My First Ballet: Sleeping Beauty

English National Ballet
Peacock Theatre

Dancers of English National Ballet School Credit: ASH

Following their national tour, which began in March 2016, English National Ballet returns to London to present My First Ballet: Sleeping Beauty. Choreographed by Associate Artist George Williamson, this production is part of English National Ballet’s My First collection, an assortment of specially adapted ballets suitable for young children aged three upwards.

A multi-lingual audience full of families with young children chatter away; the pre-recorded music begins and the Narrator, played by actress Saskia Portway, appears on stage. At first, the narration seems bold and distant from the dancing, but, as the story unfolds, the words blend into the performance and help guide the young audience to follow the classic fairy-tale, much akin to Balletomane’s Library Series.

One impressive feature of the narration and indeed the production itself is the emphasis on classical ballet mime, a recurrent feature throughout. As the Lilac Fairy (Arianna Marchiori) sweeps her arms towards her inclined head to gesture that Aurora will fall asleep for 100 years, the Narrator (Saskia Portway) mimics her movement exactly, including the correct use of épaulement, but adds spoken word in doing so.

In recent livestreams, commentators have been heard to talk over the dancing, but not in this production—the narration respects the musical cues and does not interrupt the choreographic flow, giving much credit to this ballet’s heritage.

Using some of Petipa’s original choreography, especially in the solo variations, Katya Bourvis exhibits delicacy and lyricism with a Cecchetti-like port de bras as the Woodland Glade Fairy. However, with a small cast, group variations including act one’s Garland Dance are reinvented.

Williamson’s creation of this waltz is too busy for the performance space, with dancers having to fit in many steps, turns and lifts, becoming less together in doing so. Fewer complicated steps and better use of the stage may remedy this and allow the dancers to embrace Tchaikovsky’s score.

Aurora, danced by Daniela Norman, is partnered by Giorgio Garrett, who displays fine classical technique and effective characterisation as the Prince. Norman tackles the complex Rose Adagio well, her pas de deux work has more energy than her solo chaînés and jetés en manège, which at times feel laboured.

Arianna Marchiori makes an elegant and expressive Lilac Fairy; her arabesque allongée line is sublime. Suitably-cast Letizia Cirri’s Finger Fairy and Princess Florine are full of stage presence and attack and she is later joined by Jesse Milligan who performs a powerful Bluebird solo. In act two, appearing from behind moving-hedges, The White Cat (Emma Price) and Puss-in-Boots (Philip Tunstall) deliver an enjoyable pas de caractère.

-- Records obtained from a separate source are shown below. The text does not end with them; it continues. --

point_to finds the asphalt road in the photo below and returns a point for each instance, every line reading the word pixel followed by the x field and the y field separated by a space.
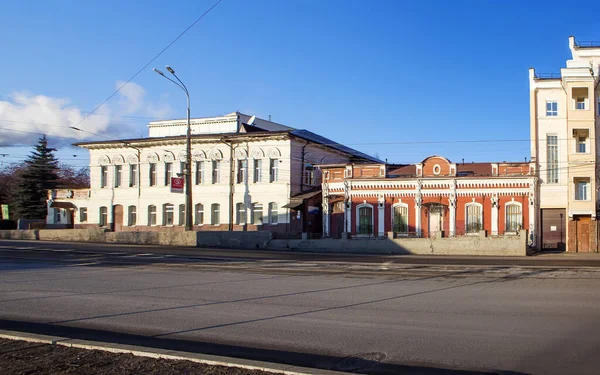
pixel 366 314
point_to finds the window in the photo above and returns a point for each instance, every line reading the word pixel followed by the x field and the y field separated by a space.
pixel 182 214
pixel 581 190
pixel 152 174
pixel 551 109
pixel 257 214
pixel 365 220
pixel 552 152
pixel 168 214
pixel 133 175
pixel 309 174
pixel 199 219
pixel 216 166
pixel 400 219
pixel 168 173
pixel 581 143
pixel 132 215
pixel 103 176
pixel 257 170
pixel 273 169
pixel 273 214
pixel 214 214
pixel 473 223
pixel 83 214
pixel 199 172
pixel 513 217
pixel 241 213
pixel 242 166
pixel 152 215
pixel 103 216
pixel 118 170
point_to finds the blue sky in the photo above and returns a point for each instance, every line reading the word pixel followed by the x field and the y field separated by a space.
pixel 379 76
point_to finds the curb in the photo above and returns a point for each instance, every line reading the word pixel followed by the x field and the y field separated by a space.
pixel 157 353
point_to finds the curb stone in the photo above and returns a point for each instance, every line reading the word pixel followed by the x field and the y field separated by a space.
pixel 157 353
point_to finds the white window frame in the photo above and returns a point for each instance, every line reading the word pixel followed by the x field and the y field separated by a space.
pixel 130 222
pixel 404 205
pixel 215 214
pixel 168 208
pixel 467 217
pixel 549 111
pixel 257 171
pixel 262 213
pixel 133 175
pixel 199 214
pixel 357 223
pixel 118 175
pixel 585 181
pixel 520 223
pixel 152 215
pixel 273 219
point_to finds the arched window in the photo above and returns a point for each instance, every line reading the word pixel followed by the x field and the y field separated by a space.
pixel 241 214
pixel 513 217
pixel 364 219
pixel 199 214
pixel 103 216
pixel 215 218
pixel 273 214
pixel 152 215
pixel 400 218
pixel 473 218
pixel 168 215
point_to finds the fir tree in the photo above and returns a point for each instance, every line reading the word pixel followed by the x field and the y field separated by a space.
pixel 35 179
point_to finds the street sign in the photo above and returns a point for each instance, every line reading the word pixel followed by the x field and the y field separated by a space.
pixel 177 185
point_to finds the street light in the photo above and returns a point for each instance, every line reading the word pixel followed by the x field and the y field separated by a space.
pixel 188 157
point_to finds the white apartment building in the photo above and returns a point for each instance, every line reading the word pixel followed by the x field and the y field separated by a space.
pixel 247 174
pixel 564 115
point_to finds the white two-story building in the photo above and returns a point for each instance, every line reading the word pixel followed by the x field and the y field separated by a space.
pixel 247 174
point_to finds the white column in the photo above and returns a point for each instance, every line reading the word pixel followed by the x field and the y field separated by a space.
pixel 495 208
pixel 418 217
pixel 452 209
pixel 381 217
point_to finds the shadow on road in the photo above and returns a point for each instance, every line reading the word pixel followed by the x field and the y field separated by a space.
pixel 327 362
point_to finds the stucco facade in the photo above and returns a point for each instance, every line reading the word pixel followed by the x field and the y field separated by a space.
pixel 433 198
pixel 243 176
pixel 563 122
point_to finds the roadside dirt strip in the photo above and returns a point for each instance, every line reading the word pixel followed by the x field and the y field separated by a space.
pixel 38 354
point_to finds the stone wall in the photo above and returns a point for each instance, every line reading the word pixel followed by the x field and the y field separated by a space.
pixel 464 245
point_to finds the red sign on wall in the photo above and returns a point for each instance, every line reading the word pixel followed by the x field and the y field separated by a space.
pixel 177 185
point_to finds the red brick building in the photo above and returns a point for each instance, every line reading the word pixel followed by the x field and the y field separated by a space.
pixel 433 198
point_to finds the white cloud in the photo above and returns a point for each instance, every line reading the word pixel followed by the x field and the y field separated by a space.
pixel 24 117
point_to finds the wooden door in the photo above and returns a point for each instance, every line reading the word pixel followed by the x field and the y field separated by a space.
pixel 118 218
pixel 583 235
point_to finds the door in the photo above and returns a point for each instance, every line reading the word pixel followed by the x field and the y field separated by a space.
pixel 118 218
pixel 583 234
pixel 337 220
pixel 553 229
pixel 434 224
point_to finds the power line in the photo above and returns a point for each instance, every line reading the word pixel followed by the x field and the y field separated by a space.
pixel 149 62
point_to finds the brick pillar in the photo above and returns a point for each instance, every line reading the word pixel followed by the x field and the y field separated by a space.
pixel 572 236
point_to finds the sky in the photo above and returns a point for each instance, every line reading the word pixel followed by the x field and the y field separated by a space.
pixel 400 80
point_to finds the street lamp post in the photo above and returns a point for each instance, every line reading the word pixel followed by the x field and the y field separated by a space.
pixel 188 154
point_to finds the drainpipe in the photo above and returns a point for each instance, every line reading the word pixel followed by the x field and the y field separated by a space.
pixel 302 166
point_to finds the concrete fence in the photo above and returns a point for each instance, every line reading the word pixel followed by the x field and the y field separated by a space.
pixel 515 245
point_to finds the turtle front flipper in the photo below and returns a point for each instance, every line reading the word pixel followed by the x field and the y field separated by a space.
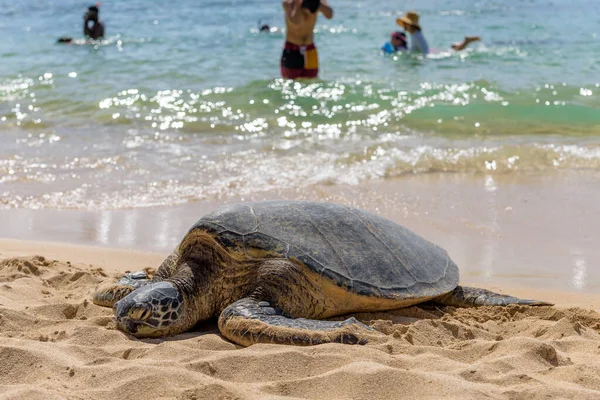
pixel 249 321
pixel 107 296
pixel 464 296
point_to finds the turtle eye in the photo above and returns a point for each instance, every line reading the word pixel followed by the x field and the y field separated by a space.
pixel 140 312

The dissection of Tchaikovsky’s pre-recorded score for this shortened-version is most noticeable in the Rose Adagio arrangement, where the end of one phrase is snipped and joined onto another on more than one occasion, at times uneasy on the ears of music lovers in the audience.

However, with the full-length ballet usually lasting three hours, this relaxed ninety-minute performance with one twenty-minute interval is not only suitable for young children, but enjoyable for adult newcomers too. With the audience engaged and in near-silence throughout, George Williamson’s direction is a success.